The SCS method (SCS National Engineering Handbook, 1972) of estimating direct runoff from storm rainfall is based on methods developed by SCS hydrologists in the last three decades, and it is in effect a consolidation of these earlier methods. The hydrologic principles of the method are not new, but they are put to new uses. Because most SCS work is with un-gauged watersheds (not gauged for runoff) the method was made to be usable with rainfall and watershed data that are ordinarily available or easily obtainable for such watersheds.
The principal application of the method is in estimating quantities of runoff in flood hydrographs or in relation to flood peak rates. These quantities consist of one or more types of runoff. An understanding of the types is necessary to apply the method properly in different climatic regions. The classification of types used in this handbook is based on the time from the beginning of a storm to the time of the appearance of a type in the hydrograph. Four types are distinguished: Channel runoff occurs when rain falls on a flowing stream or on the impervious surfaces of a streamflow-measuring installation.

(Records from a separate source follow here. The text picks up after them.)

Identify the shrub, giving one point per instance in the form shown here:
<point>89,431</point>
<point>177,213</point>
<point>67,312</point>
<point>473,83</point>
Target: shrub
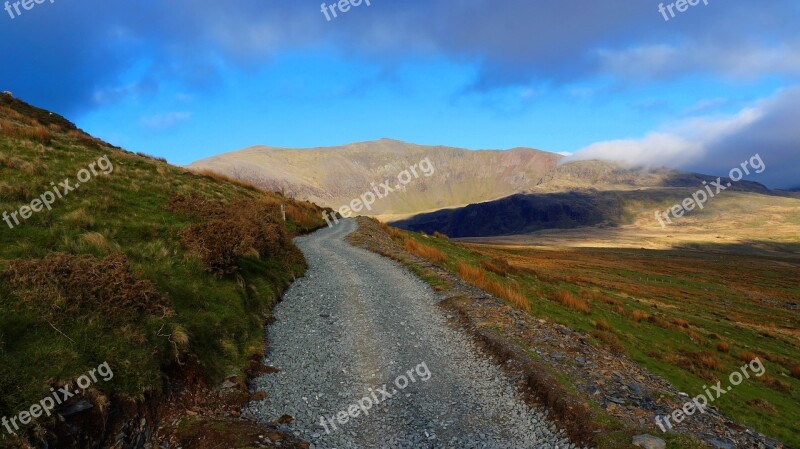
<point>227,234</point>
<point>62,286</point>
<point>567,299</point>
<point>424,251</point>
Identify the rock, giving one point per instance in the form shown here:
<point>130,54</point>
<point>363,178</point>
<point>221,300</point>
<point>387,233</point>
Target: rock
<point>649,442</point>
<point>720,444</point>
<point>258,396</point>
<point>76,408</point>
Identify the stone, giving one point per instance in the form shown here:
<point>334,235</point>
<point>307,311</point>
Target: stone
<point>649,442</point>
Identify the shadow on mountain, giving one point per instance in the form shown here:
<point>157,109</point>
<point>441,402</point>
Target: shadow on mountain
<point>519,214</point>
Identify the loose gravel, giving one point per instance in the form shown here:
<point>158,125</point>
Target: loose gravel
<point>357,322</point>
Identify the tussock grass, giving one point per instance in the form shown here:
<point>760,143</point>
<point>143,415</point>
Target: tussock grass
<point>569,300</point>
<point>424,251</point>
<point>105,276</point>
<point>679,313</point>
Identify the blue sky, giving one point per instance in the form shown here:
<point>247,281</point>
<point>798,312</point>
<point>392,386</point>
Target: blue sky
<point>188,79</point>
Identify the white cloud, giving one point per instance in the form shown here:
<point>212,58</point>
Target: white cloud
<point>165,121</point>
<point>713,145</point>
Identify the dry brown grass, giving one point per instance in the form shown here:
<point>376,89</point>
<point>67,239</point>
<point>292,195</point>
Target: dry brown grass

It appears in the hydrograph at the start of the storm and continues throughout it, varying with the rainfall intensity. It is generally a negligible quantity in flood hydrographs, and no attention is given to it except in special studies. Surface runoff occurs only when the rainfall rate is greater than the infiltration rate. The runoff flows on the watershed surface to the point of reference. This type appears in the hydrograph after the initial demands of interception, infiltration, and surface storage have been satisfied. It varies during the storm and ends during or soon after it.

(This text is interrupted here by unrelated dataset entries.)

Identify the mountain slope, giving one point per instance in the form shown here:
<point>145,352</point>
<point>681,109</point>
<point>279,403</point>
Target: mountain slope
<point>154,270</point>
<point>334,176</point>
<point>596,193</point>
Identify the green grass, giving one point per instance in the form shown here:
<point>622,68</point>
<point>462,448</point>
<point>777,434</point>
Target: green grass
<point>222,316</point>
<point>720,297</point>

Surface runoff flowing down dry channels of watersheds in arid, semiarid, or subhumid climates is reduced by transmission losses, which may be large enough to eliminate the runoff entirely. Subsurface flow occurs when infiltrated rainfall meets an underground zone of low transmission, travels above the zone to the soil surface downhill, and appears as a seep or spring. This type is often called “quick return flow” because it appears in the hydrograph during or soon after the storm. Base flow occurs when there is a fairly steady flow from natural storage.

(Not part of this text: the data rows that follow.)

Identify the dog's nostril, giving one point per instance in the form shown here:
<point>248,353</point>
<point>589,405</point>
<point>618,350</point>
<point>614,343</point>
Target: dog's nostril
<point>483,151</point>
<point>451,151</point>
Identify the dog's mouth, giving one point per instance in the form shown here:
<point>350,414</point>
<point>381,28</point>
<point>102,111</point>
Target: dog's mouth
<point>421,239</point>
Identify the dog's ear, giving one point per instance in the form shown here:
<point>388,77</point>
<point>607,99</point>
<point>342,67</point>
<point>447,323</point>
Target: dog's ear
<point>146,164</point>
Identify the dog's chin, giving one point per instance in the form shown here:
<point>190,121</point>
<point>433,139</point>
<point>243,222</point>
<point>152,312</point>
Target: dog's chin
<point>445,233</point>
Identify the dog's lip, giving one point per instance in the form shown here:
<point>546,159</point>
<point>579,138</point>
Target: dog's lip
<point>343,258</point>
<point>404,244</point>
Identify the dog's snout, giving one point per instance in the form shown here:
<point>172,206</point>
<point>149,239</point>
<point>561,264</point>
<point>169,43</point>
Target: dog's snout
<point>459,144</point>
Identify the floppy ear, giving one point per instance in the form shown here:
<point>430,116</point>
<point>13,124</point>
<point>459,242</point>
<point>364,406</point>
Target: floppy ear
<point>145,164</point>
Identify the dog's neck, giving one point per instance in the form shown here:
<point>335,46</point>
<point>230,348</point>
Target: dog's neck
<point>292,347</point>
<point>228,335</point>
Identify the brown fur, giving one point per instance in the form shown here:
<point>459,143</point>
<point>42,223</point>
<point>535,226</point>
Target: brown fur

The flow comes from lakes or swamps, or from an aquifer replenished by infiltrated rainfall or surface runoff, or from “bank storage”, which is supplied by infiltration into channel banks as the stream water level rises and which drains back into the stream as the water level falls. This type seldom appears soon enough after a storm to have any influence on the rates of 2 the hydrograph for that storm, but base flow from a previous storm will increase the rates.